Managers of actively run funds can't seem to get a break these days, and that includes closed ones.
With the rise of passive investing, their business model and sales pitch for active management have come under seemingly constant attack. The latest domino: funds that had previously been closed to new investors. These funds — often run by prominent managers — have seen outflows on par with open active funds. It's leading them to reopen their gates once again. For some out there, this gives an opportunity to buy.
In a closed fund, the managers have decided not to accept new investors. This typically means that the popularity of a manager or a fund grew due to outstanding performance, leading investors to clamor. Once the assets under management become too large, the managers can't safely deploy it, so they close access.
"You close a fund to manage capacity," said Russel Kinnel, director of mutual fund research at Morningstar.
Since small-cap funds require less cash to invest in the names they hone in on, they're more prone to this practice. That's because it's either closing the fund, deciding to invest in larger names or make riskier selections in the companies within their small-cap investment pool.
Once a fund closes, it will almost inevitably one day open again, since the natural life cycle of investors — such as hitting retirement age — will lead to outflows that outpace inflows. But as passive investing has become the chic tactic, outflows have increased.
In July the rate of outflows from U.S. actively managed equity funds reached $19.6 billion, up from $14.6 billion in June, according to Morningstar. And over the past year, $245 billion left active U.S. equity funds, compared to $283 billion heading into U.S. equity index funds. Closed funds aren't immune to this trend, and one reason some must seek investors again.
"It takes shorter and less painful bouts of underperformance to spur those outflows," said Kinnel.
Cambridge University finance professor Raghavendra Rau, however, warns against rushing into that recently opened fund. In his research, he tracked 125 funds that closed between 1993 and 2004.
In the year prior to closing, the funds saw, on average, a hot streak of excess returns 15 percentage points higher than the mean average return. Meanwhile, the managers typically increase gross advisory fees by 0.04 percentage points, and a portion of those fees remain after reopening. Plus, 66 funds reopened within a year of closing and underperformed their benchmarks over the next year.

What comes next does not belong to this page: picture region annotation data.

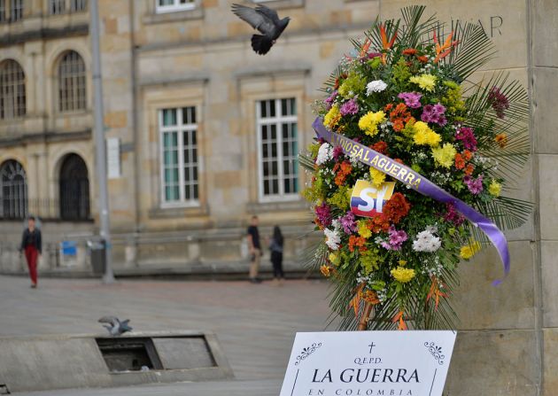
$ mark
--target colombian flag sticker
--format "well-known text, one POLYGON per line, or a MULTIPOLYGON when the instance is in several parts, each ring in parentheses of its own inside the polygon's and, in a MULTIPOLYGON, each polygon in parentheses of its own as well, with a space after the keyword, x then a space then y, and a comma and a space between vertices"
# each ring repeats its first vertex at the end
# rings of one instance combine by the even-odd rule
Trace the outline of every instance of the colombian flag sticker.
POLYGON ((395 182, 376 187, 366 180, 357 180, 351 195, 351 212, 357 216, 373 217, 382 213, 384 204, 391 198, 395 182))

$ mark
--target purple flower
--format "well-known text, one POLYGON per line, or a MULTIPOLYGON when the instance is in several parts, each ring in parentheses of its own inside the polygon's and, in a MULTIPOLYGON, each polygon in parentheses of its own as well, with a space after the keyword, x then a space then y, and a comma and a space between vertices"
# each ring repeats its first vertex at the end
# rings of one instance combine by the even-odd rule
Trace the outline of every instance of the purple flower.
POLYGON ((447 123, 447 120, 444 114, 445 113, 446 107, 439 103, 436 105, 426 105, 422 108, 421 120, 424 122, 431 122, 443 127, 447 123))
POLYGON ((343 104, 340 109, 341 115, 356 114, 359 113, 359 105, 356 103, 356 99, 353 98, 348 102, 343 104))
POLYGON ((455 209, 453 204, 447 204, 446 206, 447 212, 444 215, 444 220, 449 222, 453 222, 456 226, 461 226, 465 221, 465 217, 455 209))
POLYGON ((480 175, 477 179, 471 176, 463 176, 463 182, 467 185, 467 188, 471 194, 478 195, 483 190, 483 175, 480 175))
POLYGON ((407 107, 418 109, 421 107, 421 97, 422 97, 422 94, 419 94, 418 92, 401 92, 397 97, 403 99, 407 107))
POLYGON ((331 95, 329 95, 329 97, 328 97, 327 99, 323 101, 328 110, 329 110, 331 106, 333 105, 333 102, 335 101, 336 97, 337 97, 337 91, 334 90, 333 92, 331 92, 331 95))
POLYGON ((488 103, 492 106, 498 117, 504 118, 504 110, 509 108, 509 101, 498 87, 491 88, 488 92, 488 103))
POLYGON ((469 127, 460 128, 455 133, 455 138, 461 140, 463 146, 471 151, 477 151, 477 138, 473 133, 473 129, 469 127))
POLYGON ((354 221, 354 214, 353 212, 347 212, 347 214, 339 218, 339 222, 345 234, 352 234, 357 230, 356 221, 354 221))
POLYGON ((341 155, 343 155, 343 147, 335 146, 333 148, 333 159, 337 160, 341 155))
POLYGON ((382 246, 387 250, 400 250, 403 242, 408 238, 407 232, 404 230, 397 230, 394 226, 390 227, 390 238, 387 242, 381 243, 382 246))
POLYGON ((318 221, 320 221, 320 224, 323 227, 329 227, 331 224, 331 212, 327 204, 323 203, 319 206, 315 206, 314 212, 318 221))

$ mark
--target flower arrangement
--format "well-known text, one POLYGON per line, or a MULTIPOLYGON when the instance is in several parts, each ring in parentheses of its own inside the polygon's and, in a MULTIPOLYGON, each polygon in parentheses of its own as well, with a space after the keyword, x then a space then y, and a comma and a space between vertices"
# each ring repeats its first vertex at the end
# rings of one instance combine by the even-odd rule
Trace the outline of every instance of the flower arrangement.
POLYGON ((500 232, 531 211, 501 195, 529 155, 525 90, 504 74, 474 82, 493 54, 482 27, 443 39, 423 12, 404 8, 353 41, 314 104, 326 132, 300 157, 323 233, 314 262, 334 283, 342 329, 370 309, 373 330, 454 328, 458 264, 490 244, 470 213, 500 232))

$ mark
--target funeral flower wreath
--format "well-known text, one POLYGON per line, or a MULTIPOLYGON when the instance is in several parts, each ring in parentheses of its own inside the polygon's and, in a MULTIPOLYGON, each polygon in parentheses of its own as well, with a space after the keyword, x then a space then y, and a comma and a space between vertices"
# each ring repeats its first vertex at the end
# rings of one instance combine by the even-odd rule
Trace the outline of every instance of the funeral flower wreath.
POLYGON ((425 8, 376 22, 343 57, 314 104, 315 142, 300 156, 323 233, 313 261, 353 330, 453 329, 458 264, 520 226, 531 204, 503 195, 528 159, 528 97, 503 73, 482 27, 444 36, 425 8), (477 227, 478 226, 478 227, 477 227))

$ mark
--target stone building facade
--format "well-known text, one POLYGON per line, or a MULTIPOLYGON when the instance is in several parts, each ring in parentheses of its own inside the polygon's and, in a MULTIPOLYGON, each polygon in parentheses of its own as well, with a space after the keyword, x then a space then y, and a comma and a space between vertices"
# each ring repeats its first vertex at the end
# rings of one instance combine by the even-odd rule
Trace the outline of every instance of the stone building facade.
MULTIPOLYGON (((0 0, 4 272, 22 268, 15 246, 27 212, 43 219, 43 271, 87 269, 97 191, 86 3, 0 0), (77 257, 59 253, 62 240, 78 243, 77 257)), ((449 394, 556 394, 555 0, 266 1, 291 21, 265 57, 252 50, 252 29, 229 12, 232 1, 99 0, 105 128, 117 153, 109 180, 116 273, 238 268, 252 214, 264 232, 283 227, 287 259, 299 262, 310 228, 295 154, 313 136, 309 105, 349 37, 418 3, 448 30, 481 23, 499 53, 475 78, 508 70, 531 99, 532 155, 511 193, 535 210, 508 232, 513 269, 501 286, 489 282, 500 275, 495 252, 462 266, 449 394)))

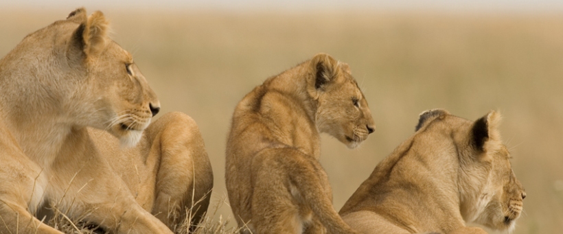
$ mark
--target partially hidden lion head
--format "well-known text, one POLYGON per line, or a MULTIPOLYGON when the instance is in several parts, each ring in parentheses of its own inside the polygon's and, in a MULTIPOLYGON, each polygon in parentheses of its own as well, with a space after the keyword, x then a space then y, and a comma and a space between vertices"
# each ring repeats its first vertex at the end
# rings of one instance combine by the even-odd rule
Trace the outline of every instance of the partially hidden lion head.
POLYGON ((458 186, 463 219, 512 232, 522 212, 526 192, 512 171, 509 153, 501 139, 501 119, 496 111, 470 121, 444 110, 433 110, 420 115, 416 130, 451 130, 459 159, 458 186), (429 124, 436 119, 441 121, 429 124))
POLYGON ((160 104, 131 54, 108 37, 108 27, 102 12, 88 16, 80 8, 24 38, 2 65, 21 70, 27 80, 18 82, 33 87, 19 91, 27 97, 14 112, 41 106, 30 103, 41 97, 53 108, 44 114, 64 115, 54 117, 64 124, 106 130, 123 145, 137 143, 160 104))
POLYGON ((309 61, 308 92, 317 102, 315 120, 327 132, 354 148, 376 128, 367 102, 348 65, 325 54, 309 61))

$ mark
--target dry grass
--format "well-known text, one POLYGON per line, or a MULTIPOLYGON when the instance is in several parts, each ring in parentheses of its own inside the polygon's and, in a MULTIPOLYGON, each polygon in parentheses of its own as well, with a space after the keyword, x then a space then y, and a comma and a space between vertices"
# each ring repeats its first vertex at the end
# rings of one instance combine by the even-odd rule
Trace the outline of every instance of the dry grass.
MULTIPOLYGON (((213 202, 213 204, 208 209, 208 212, 210 212, 209 214, 206 215, 205 218, 199 224, 192 223, 190 214, 192 213, 192 210, 186 210, 187 218, 180 225, 173 229, 172 231, 176 234, 239 234, 242 229, 235 227, 236 224, 231 224, 231 222, 235 222, 234 220, 228 217, 223 218, 221 215, 218 215, 218 219, 214 218, 217 216, 220 208, 227 204, 226 200, 226 197, 222 197, 213 202)), ((73 218, 65 215, 63 213, 64 212, 61 212, 56 207, 51 208, 51 210, 54 213, 53 217, 46 221, 47 224, 65 233, 107 234, 115 233, 115 231, 104 231, 99 226, 86 222, 87 213, 73 218)))
MULTIPOLYGON (((72 10, 0 10, 0 56, 72 10)), ((225 139, 236 103, 266 78, 322 51, 349 64, 377 124, 358 150, 323 139, 321 163, 337 209, 413 132, 422 111, 445 108, 476 119, 498 109, 528 194, 515 233, 563 230, 562 14, 101 10, 159 95, 161 111, 182 111, 198 122, 216 193, 226 193, 225 139)), ((213 213, 211 229, 233 226, 225 224, 228 206, 213 213)))

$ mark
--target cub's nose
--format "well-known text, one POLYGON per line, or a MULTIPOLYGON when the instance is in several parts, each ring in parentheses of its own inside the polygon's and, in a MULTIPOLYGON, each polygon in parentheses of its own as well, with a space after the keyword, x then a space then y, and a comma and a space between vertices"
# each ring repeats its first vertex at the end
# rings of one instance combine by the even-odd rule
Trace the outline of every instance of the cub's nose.
POLYGON ((374 131, 376 130, 375 127, 370 127, 369 125, 366 125, 365 127, 367 128, 368 134, 371 134, 371 132, 374 132, 374 131))
POLYGON ((152 106, 152 104, 150 103, 148 104, 148 108, 150 108, 150 113, 152 113, 152 117, 157 115, 159 113, 159 110, 160 110, 160 106, 152 106))

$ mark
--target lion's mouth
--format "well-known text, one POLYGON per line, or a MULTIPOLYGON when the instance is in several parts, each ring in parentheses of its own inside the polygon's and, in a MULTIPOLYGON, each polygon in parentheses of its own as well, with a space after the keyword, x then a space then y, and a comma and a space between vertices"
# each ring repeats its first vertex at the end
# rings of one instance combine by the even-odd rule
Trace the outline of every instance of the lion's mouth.
POLYGON ((119 127, 124 131, 139 130, 138 129, 135 128, 135 126, 134 124, 127 125, 127 124, 125 124, 124 123, 121 123, 121 124, 119 124, 119 127))
POLYGON ((510 217, 505 216, 504 223, 505 225, 508 226, 510 225, 510 223, 512 222, 512 220, 514 220, 511 219, 510 217))
POLYGON ((356 142, 356 141, 354 141, 354 139, 350 137, 348 137, 348 136, 345 136, 345 137, 346 137, 346 141, 348 141, 348 142, 352 143, 352 142, 356 142))

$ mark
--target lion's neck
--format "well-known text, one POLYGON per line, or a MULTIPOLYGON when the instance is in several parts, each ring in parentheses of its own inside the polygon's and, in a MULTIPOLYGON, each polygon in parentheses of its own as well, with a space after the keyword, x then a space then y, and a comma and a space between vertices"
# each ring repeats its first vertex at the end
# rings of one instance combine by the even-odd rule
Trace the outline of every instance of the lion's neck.
MULTIPOLYGON (((72 130, 71 125, 58 119, 48 115, 3 118, 25 155, 45 169, 48 169, 61 148, 68 143, 72 130)), ((72 140, 78 142, 80 139, 72 140)))
POLYGON ((317 110, 308 95, 305 78, 286 72, 266 84, 268 91, 282 94, 276 97, 275 108, 268 113, 277 124, 278 140, 319 159, 320 137, 314 119, 317 110))
POLYGON ((307 113, 308 117, 314 121, 317 106, 307 92, 307 80, 300 66, 279 74, 267 82, 268 89, 275 90, 296 99, 307 113), (299 75, 296 75, 295 73, 299 75))

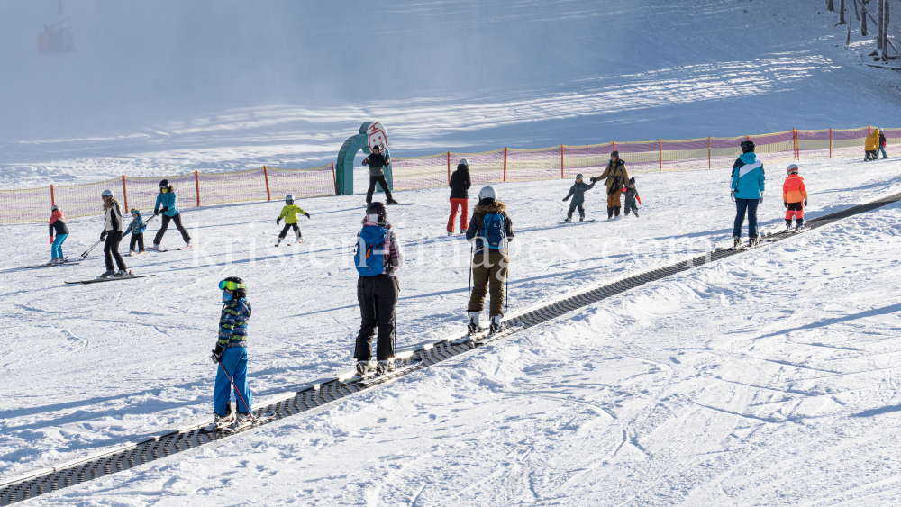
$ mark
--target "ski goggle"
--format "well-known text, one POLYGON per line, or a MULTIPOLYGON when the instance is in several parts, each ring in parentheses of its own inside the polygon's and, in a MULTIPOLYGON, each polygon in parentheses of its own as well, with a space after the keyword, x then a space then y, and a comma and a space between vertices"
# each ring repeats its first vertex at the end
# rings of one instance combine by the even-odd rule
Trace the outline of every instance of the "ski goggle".
POLYGON ((232 282, 232 280, 223 280, 219 282, 219 288, 222 290, 228 289, 230 291, 235 291, 238 289, 246 289, 247 284, 239 284, 238 282, 232 282))

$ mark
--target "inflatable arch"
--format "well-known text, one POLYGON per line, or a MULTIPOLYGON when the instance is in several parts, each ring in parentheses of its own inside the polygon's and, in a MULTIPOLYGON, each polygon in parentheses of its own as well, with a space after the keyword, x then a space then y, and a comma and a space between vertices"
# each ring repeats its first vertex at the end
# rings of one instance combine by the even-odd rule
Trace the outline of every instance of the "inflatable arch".
MULTIPOLYGON (((378 122, 367 122, 359 126, 359 132, 348 138, 338 152, 338 164, 335 167, 335 178, 338 184, 339 195, 353 194, 353 158, 360 149, 369 155, 370 149, 377 144, 385 145, 385 154, 390 157, 388 151, 388 137, 385 127, 378 122)), ((391 166, 385 167, 385 179, 388 182, 388 189, 394 190, 394 174, 391 166)), ((367 181, 369 185, 369 181, 367 181)), ((383 192, 381 186, 376 184, 376 191, 383 192)))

"The reason they reopen is because they're not doing too well," Rau said. "If they continued to do very well, they never would have reopened."
There's also no proof that a closed fund somehow outperforms an open one. Over 10 years, large-cap open funds surpassed closed ones with a 7.1 percent annualized return compared to 6.9 percent. But there are some benefits in the small-cap sector, where closed funds have an 8.1 percent annualized return over 10 years, compared to open fund returns of 7 percent, according to data pulled by Thomson Reuters.t
Joseph Heider, founder of Cirrus Wealth Management, often suggests clients have some activist investing exposure. When it comes to funds that reopen, however, he typically advises clients to go through their 401(k) plan platforms.
"We may look for those," said Heider, since they were "popular in the past, good track records and people want to invest in them."
Of course, these reopened funds are actively managed, which means higher fees, even if the fund didn't hike them prior to closing. The Investment Company Institute found that active-managed equity funds' expense ratios were 0.82 percent last year, compared to 0.09 percent for index equity funds.
For investors who prefer to park a small portion of their portfolio into an actively managed fund, Morningstar's Kinnel develops a watch list of closed funds that could reopen soon. He argues that one of the best times to invest in an active fund is as it's reopening for public investments once again.
"It's a bit of a contrarian move since [they] tend to underperform before they reopen," Kinnel said.
Among the funds highest on his list now, Diamond Hill Small Cap had $407 million in net outflows over the past year, which led to its assets dwindling to $1.6 billion. That's less than when the fund closed in 2015. And its 10-year annualized returns of 6.7 percent just beat its small cap value benchmark's return of 6.4 percent.
Kinnel is also watching the Artisan International Small Cap fund, which is helmed by famed investor Mark Yockey. With just $581 million in assets, it saw $321 million flee as it has struggled over the past three years, falling an annualized 1.21 percent. But it does have a solid long-term track record of 3.5 percent annualized over 10 years, compared to 3.41 percent for the MSCI EAFE Small Cap index.
There's no rush to leap in, though, even if a manager puts out a Sale sign again, since you "generally see a fund that reopens stay open for a while," added Kinnel.